9. To finish the pumpkin roll, let it cool and then remove it from the pan. Spread the cream cheese frosting on it and then roll it up. Chill it for about 2 hours in the fridge and then cut it into inch thick slices.
Transcripts
Petra Cox: Hi, I am Petra Cox from Mom s Apple Pie Company in Occoquan, Virginia and today I am showing you, how to process pumpkin or squash from scratch, so that you can make pumpkin pies, pumpkin breads and other pumpkin desserts.
So here I have this is an amber-cup pumpkin. It is actually a squash biologically but this makes a really excellent pumpkin pie and believe it or not so does a butternut squash. Anytime you might use a pumpkin in a dessert you could also use butternut squash and it gives it a really nice bright orange color and a nice sweet flavor as well. It s almost more pumpkiny than pumpkin. So to process your squash or your pumpkin, you are going to need a nice sharp knife and some pretty deep baking pan and a little water and we are going to cook it in a 400 degree oven.

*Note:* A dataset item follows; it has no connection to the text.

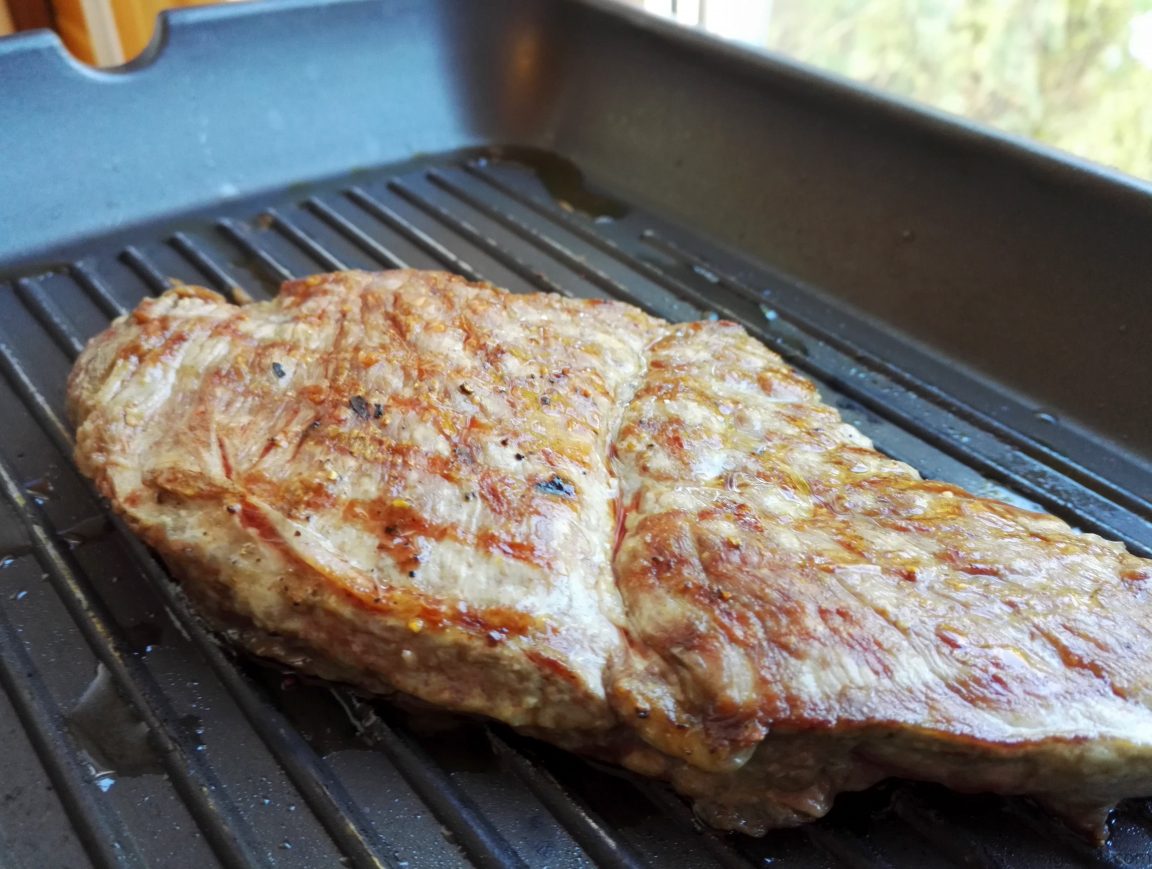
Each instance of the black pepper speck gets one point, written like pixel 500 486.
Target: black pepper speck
pixel 556 485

So to process the butternut squash, first I am going to cut it right before the bowl starts at the bottom. This way you have the really meaty part at the top and then the part at the bottom has a hollow area with the seeds, you can put the cut side down, so it is really nice and steady and then just cut straight down the middle. You can see that there are some seeds and some sort of pithy material on the inside there and that you do not need to take out just yet. You can take that out after it is already been cooked and you just put the cut side down on the bottom of an ungreased pan. Then for the top you do not have to take the little stem off yet, only if you want to. You cut straight down the middle and since this is not been cooked yet, of course it is really very hard to cut. So you got to use some force and sometimes you need to come at it from different angle but again you put the cut side down and as you can see with butternut squash, it is really nice to use because the top part is really full of meat and there is nothing that you have to hollow out. It s just a lot, you got about a cup of the pumpkin meat on each side.
I know it sounds funny to use a butternut squash in a pumpkin pie but it tastes really good. Here is our amber cup, it has that really bright beautiful color on the outside and you get this to really good wash down because they grow in the dirt. We grow these ourselves on our farm and we grow variety, because it s nice to use a variety of different kinds of flesh of pumpkins in a pie. So this one has sort of narrower side, it is going to take probably about half a pumpkin to make a pumpkin pie.
So I cut that in half and lay the cut side down and cut it again and lay it down in another pan, cut side down and this has the more seeds and other sort of foamy materials on the inside that we will scoop out when it s already been cooked. And at this point before putting in the oven, you want to add some water and it s probably about an inch of water on the bottom there. This is so that the pumpkin does not dry out and burn but you do not need to completely submerge the pumpkin and the water will steam up and evaporate in the oven and the level will go down but I must say, really hits the bottom of the pan you do not need to add more after you cook it.
So at this point it takes probably about 45 minutes in 375 degrees to 400 degrees oven to cook the pumpkin until it is nice and soft. The edges on the skin sometimes will get a little burnt looking but it is okay because that is just the skin and about midway, probably about after 20 minutes when you are using this pumpkin wedges, you can flip it over, so that the other side is exposed to the water and the side that was on the bottom of the pan is more exposed to the hot air in the oven.
So we are just going to fill this in the oven and it will be done in about 45 minutes and the next step after they have been baked, will be to drain the water and let it cool off before you throw the pumpkin meat in the food processor. That is step one of processing a pumpkin from scratch for nice pumpkin treat.